In summertime it was the dust. When it was wet, mud. “You couldn’t clean your car enough,” Hester said. “We will be glad to see it all done.”

Many are happy for what they see as real progress: Goodbye to failing septic systems, hello to properly paved streets with concrete curb and gutter. But at least one resident isn’t so sure.

Miriam Syme has lived on Bleakhorn Drive for the past 56 years, and she rues the day in 1974 when Nansemond County and the city of Suffolk merged, bringing her community under the city’s jurisdiction.

“I’m of a mind to have kept us Eclipse and never gotten involved with the city of Suffolk,” Syme said.

The North Suffolk project is one of 23 to extend sewer and water undertaken by the city since 1994, according to Moore. Three of those — Crittenden/Eclipse as well as Turlington Park and Lake Speight — are ongoing after being petitioned back in the early 2000s then deferred when the economy soured.

The city petitions prospective projects after first receiving a letter of interest, then looking at the long-range plan for capital improvements and deciding if they could be accommodated, Moor said.

For a project to progress, a petition response rate of at least 51 percent is required, with two-thirds or more respondents being supportive. The petition is sent to each improved property.

In Crittenden/Eclipse, according to Moor, residents agreed to connection charges totaling $1,305, after an environmental incentive reimbursement for disconnecting septic tanks and hooking up to the city system.

Here, it starts to get a bit technical: On the end of two of the streets in phase 2 — Dixon Road and Wigneil Street — the contactor had to “run a small force main” because the lay of the land means the wastewater has to be pumped up hill, Moore said.

Those residents would require a private grinder pump, so the city code does not require them to connect. But for all those with gravity on their side, it’s mandatory.
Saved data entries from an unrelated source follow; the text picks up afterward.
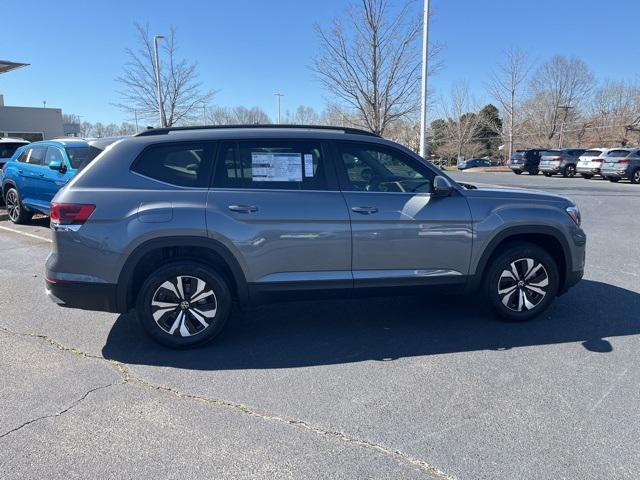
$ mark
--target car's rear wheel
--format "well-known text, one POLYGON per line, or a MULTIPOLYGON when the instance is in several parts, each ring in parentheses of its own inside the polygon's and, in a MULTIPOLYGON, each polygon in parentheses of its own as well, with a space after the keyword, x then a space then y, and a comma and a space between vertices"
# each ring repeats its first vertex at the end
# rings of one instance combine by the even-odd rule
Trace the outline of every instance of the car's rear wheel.
POLYGON ((545 176, 545 177, 550 177, 551 175, 553 175, 553 173, 551 173, 551 172, 544 172, 544 176, 545 176))
POLYGON ((529 175, 537 175, 538 173, 540 173, 539 170, 529 170, 529 175))
POLYGON ((593 177, 593 175, 589 175, 588 173, 582 174, 582 178, 584 178, 585 180, 589 180, 591 177, 593 177))
POLYGON ((22 199, 20 198, 20 194, 18 190, 15 188, 10 188, 5 196, 5 202, 7 204, 7 214, 9 215, 9 220, 13 223, 17 224, 25 224, 31 221, 33 218, 33 212, 28 211, 22 205, 22 199))
POLYGON ((213 340, 224 327, 232 298, 227 282, 213 269, 183 261, 153 272, 142 285, 136 313, 144 330, 171 348, 213 340))
POLYGON ((636 168, 629 178, 631 183, 640 183, 640 168, 636 168))
POLYGON ((565 178, 573 178, 576 176, 576 167, 573 165, 567 165, 562 171, 562 176, 565 178))
POLYGON ((551 305, 558 293, 558 266, 543 248, 516 243, 487 272, 486 295, 496 313, 511 321, 529 320, 551 305))
POLYGON ((618 183, 620 181, 620 177, 609 177, 609 181, 613 183, 618 183))
POLYGON ((514 170, 513 173, 516 175, 522 175, 522 170, 514 170))

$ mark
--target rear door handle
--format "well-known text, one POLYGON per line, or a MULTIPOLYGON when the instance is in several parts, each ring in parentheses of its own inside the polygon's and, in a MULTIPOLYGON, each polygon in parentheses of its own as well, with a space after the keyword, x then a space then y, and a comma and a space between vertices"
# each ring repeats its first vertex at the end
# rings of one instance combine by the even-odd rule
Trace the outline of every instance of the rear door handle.
POLYGON ((362 215, 371 215, 372 213, 378 213, 378 209, 376 207, 351 207, 351 211, 360 213, 362 215))
POLYGON ((229 210, 238 213, 255 213, 258 211, 258 207, 254 205, 229 205, 229 210))

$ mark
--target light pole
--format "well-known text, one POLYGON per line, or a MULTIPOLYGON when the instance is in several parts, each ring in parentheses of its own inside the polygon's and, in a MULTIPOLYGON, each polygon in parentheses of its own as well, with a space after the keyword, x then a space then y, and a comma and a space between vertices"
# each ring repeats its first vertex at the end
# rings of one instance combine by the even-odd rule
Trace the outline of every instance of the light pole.
POLYGON ((562 117, 562 123, 560 124, 560 134, 558 135, 558 148, 562 148, 562 140, 564 136, 564 123, 567 121, 567 115, 569 115, 569 109, 573 108, 571 105, 559 105, 558 110, 564 110, 564 117, 562 117))
POLYGON ((202 104, 202 125, 207 124, 207 104, 202 104))
POLYGON ((420 156, 426 155, 427 148, 427 61, 429 59, 429 0, 424 0, 422 19, 422 103, 420 105, 420 156))
POLYGON ((153 54, 155 59, 154 69, 156 71, 156 94, 158 97, 158 115, 160 115, 160 126, 164 127, 166 121, 164 119, 164 109, 162 108, 162 96, 160 95, 160 63, 158 61, 158 40, 164 39, 164 35, 153 36, 153 54))
POLYGON ((284 93, 274 93, 276 96, 276 103, 278 105, 278 125, 280 125, 280 98, 284 97, 284 93))

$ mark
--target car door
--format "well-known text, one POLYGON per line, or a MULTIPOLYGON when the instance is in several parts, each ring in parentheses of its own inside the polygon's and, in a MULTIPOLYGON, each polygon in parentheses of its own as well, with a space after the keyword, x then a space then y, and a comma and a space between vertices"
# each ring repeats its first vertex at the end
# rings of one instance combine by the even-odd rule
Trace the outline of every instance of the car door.
POLYGON ((49 146, 44 157, 44 162, 37 177, 36 182, 36 200, 43 206, 48 205, 53 200, 58 190, 60 190, 69 180, 69 165, 65 159, 64 152, 61 148, 49 146), (53 170, 49 168, 51 162, 59 162, 64 165, 62 170, 53 170))
POLYGON ((336 142, 338 178, 352 230, 354 285, 464 281, 471 212, 457 191, 431 195, 435 171, 399 149, 336 142))
POLYGON ((26 205, 38 204, 38 178, 42 173, 42 164, 44 163, 46 152, 47 147, 31 147, 24 162, 20 162, 18 165, 18 190, 22 197, 22 202, 26 205))
POLYGON ((207 229, 252 291, 353 285, 349 213, 320 141, 222 142, 207 229))

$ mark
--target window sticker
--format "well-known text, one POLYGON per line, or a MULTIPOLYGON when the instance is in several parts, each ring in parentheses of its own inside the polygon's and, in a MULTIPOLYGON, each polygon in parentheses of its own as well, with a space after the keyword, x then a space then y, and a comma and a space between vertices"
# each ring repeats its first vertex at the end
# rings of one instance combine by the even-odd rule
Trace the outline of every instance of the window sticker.
POLYGON ((251 152, 254 182, 302 182, 302 154, 251 152))
POLYGON ((313 155, 310 153, 304 154, 304 176, 313 177, 313 155))

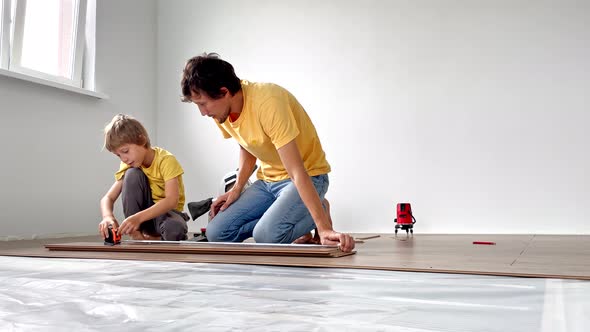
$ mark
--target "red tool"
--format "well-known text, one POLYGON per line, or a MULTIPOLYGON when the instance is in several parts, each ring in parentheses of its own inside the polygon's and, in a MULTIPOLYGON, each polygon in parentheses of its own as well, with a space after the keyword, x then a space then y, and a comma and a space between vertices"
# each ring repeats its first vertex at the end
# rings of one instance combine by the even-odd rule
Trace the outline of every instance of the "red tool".
POLYGON ((495 246, 496 242, 489 242, 489 241, 473 241, 473 244, 486 244, 489 246, 495 246))
POLYGON ((412 206, 410 203, 398 203, 397 204, 397 218, 395 218, 395 234, 401 228, 402 230, 406 230, 406 234, 408 231, 414 234, 414 224, 416 223, 416 218, 412 214, 412 206))
POLYGON ((121 243, 121 235, 117 234, 117 230, 113 229, 113 225, 109 225, 107 232, 109 233, 109 237, 104 239, 106 246, 114 246, 115 244, 121 243))
POLYGON ((194 242, 209 242, 207 241, 207 228, 203 227, 201 228, 201 234, 194 234, 194 237, 191 241, 194 242))

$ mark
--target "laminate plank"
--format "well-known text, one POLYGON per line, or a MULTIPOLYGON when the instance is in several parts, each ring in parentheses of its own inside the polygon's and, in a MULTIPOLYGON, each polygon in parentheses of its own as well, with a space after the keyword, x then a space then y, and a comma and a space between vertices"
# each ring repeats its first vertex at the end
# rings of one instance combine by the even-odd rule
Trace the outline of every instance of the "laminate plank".
POLYGON ((255 243, 211 243, 211 242, 164 242, 130 241, 115 246, 96 242, 74 242, 46 244, 52 251, 104 251, 136 253, 174 254, 233 254, 301 257, 342 257, 355 252, 344 253, 337 246, 255 244, 255 243))

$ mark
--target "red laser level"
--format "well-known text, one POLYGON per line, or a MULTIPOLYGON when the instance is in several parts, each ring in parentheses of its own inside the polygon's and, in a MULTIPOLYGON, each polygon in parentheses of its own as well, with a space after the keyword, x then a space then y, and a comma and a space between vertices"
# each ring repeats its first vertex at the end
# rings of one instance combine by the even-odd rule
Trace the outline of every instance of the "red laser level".
POLYGON ((408 231, 414 234, 414 224, 416 223, 416 218, 412 214, 412 206, 410 203, 398 203, 397 204, 397 218, 395 218, 395 234, 401 228, 402 230, 406 230, 406 234, 408 231))

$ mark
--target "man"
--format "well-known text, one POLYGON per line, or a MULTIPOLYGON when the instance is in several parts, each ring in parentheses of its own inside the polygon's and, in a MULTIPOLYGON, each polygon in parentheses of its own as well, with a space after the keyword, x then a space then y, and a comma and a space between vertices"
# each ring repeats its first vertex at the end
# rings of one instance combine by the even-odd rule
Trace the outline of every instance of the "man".
POLYGON ((211 206, 210 241, 253 236, 258 243, 301 243, 316 228, 322 244, 354 249, 352 237, 334 231, 324 210, 330 165, 311 119, 289 91, 240 80, 215 53, 187 61, 181 88, 184 102, 195 103, 241 147, 236 184, 211 206), (259 180, 242 193, 257 159, 259 180))

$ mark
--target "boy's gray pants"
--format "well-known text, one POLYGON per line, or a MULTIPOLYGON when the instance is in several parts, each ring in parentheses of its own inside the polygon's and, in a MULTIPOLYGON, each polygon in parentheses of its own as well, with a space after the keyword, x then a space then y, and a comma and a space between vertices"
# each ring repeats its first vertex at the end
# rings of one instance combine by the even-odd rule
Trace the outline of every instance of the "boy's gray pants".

The Canada household on Wigneil Street is happy to connect. “We’ve lived here since 1979, and we’re delighted to have (city) water and sewer come through here,” Sandy Canada said.

A lot of the septic systems, theirs included, have failed over the years because of the poor-draining clay soil, she said.

It’s not as much of a problem for Sandy and Jesse Canada now that their three daughters have left home. But before, all that showering caused headaches with their two-drain-field system.

The idea of the double fields was to switch from one to the other about every two years, Sandy Canada said. But in reality, they had to flip as often as every two months.

“That’s because the clay wouldn’t let the moisture drain through,” she said. Her husband added: “You don’t just get up in the morning and take all the showers you want and wash all the clothes you want.”

In all, according to Moor, the entire project will see 268 new connections to the city system, at a total cost of $12 million.

“It was an area that was experiencing some failing septic systems,” Moore said, adding that disconnecting those private systems “does protect the environment.”

Meanwhile, last decade, the city acquired more than a dozen community well systems serving Crittenden/Eclipse, most of which the state had cited for excessive fluoride levels.

The wells themselves were taken offline and the pipes connected to the city mains, thus overcoming a health hazard that would have been too costly for the private well owners to deal with.

The old wells have been “properly abandoned,” Moor said, and often the city has been able to use some of the old infrastructure and the land it sits on.

For instance, during this final phase of the water and sewer mains project, the property three of the wells sat on has been used for sewer pump stations, and a small portion of the pipe infrastructure of an old well system on Wigneil Street has been reused as mains waterline, Moor said.

But for Syme, none of it was necessary. “They were all very special water,” she said of the old wells. “It was deep, artesian water — very clean, very soft.”

“None of us wanted to go on city water,” she added. “But I suppose to have the sewer system, you have to have city water.”